Signature details in Sticky Post above - page 2

Regular Member

Date Joined Jan 2010
Total Posts : 91
   Posted 12/14/2010 7:04 PM (GMT -6)   
Thank you for your replies, comments and concerns. I appreciate the feedback and support. Truly great folks here!

David: as always, you make very valid points - even more so if you factor in my potential longevity - my father recently passed away at 97 (not from PCa) and my mother is still healthy at 80. To answer your question, I guess I am waiting for an unequivocally rising PSA signifying a malignancy as opposed to a stabilized PSA signifying a possible benign condition. Even though the latest definition of BCR seems to be established at 0.2, this does not necessarily dictate that a reading of 0.2, or higher, is a malignancy. I believe it is important to consider the total PSA and the PSADT collectively. In calculating the PSADT, there are differing opinions on which data (PSA cutoff points) to enter into the calculation. If I use the calculator provided by MSKCC and enter only the values > 0.1 as instructed in the calculator, my PSADT is approximately 36 months. If I include the value of 0.1, then it is approximately 15 months. In my decision to initiate SRT, the negative surgical margin status also plays an important role as it decreases the odds of success.

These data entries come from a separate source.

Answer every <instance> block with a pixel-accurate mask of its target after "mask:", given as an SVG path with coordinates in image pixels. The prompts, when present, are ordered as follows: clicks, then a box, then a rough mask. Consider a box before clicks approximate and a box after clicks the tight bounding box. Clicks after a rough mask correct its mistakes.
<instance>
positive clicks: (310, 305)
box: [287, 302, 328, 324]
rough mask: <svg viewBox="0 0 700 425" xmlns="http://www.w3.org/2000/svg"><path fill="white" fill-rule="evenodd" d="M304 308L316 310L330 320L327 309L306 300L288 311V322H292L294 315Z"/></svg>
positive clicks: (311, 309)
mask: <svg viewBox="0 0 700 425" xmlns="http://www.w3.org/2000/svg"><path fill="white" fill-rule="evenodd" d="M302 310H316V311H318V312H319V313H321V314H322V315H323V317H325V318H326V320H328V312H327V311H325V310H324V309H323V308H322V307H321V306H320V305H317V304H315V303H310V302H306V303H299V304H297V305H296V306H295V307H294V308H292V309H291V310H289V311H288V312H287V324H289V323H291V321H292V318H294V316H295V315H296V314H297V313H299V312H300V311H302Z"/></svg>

LV-TX: we do have similar stats, but there are at least three additional fundamental differences that I can identify: 1) you had positive margins, whereas mine were negative, 2) using 0.2 as the BCR marker, you experienced BCR at approximately 18 months post surgery, mine was about 50 months and, 3) your PSADT is shorter than mine. To answer your questions, both the radiation oncologist at Yale and my urologist were supportive of my decision to hold off until more data is collected. The rad oncologist said “we do not have enough significant data on guys like you” and, regarding whether to begin SRT, he said, “it’s a crapshoot with your stats”. He also added, “your PSA is very low and your PSADT is very long, both good prognostic factors”. When asked what he considered the absolute PSA cutoff point after which SRT could no longer be a potential cure, he said “about 1.5”. Personally, I would not wait until 1.5 and I also know that SRT is a “crapshoot” in many (if not most) cases. I just want to ensure that, if and when I start SRT, it is absolutely necessary.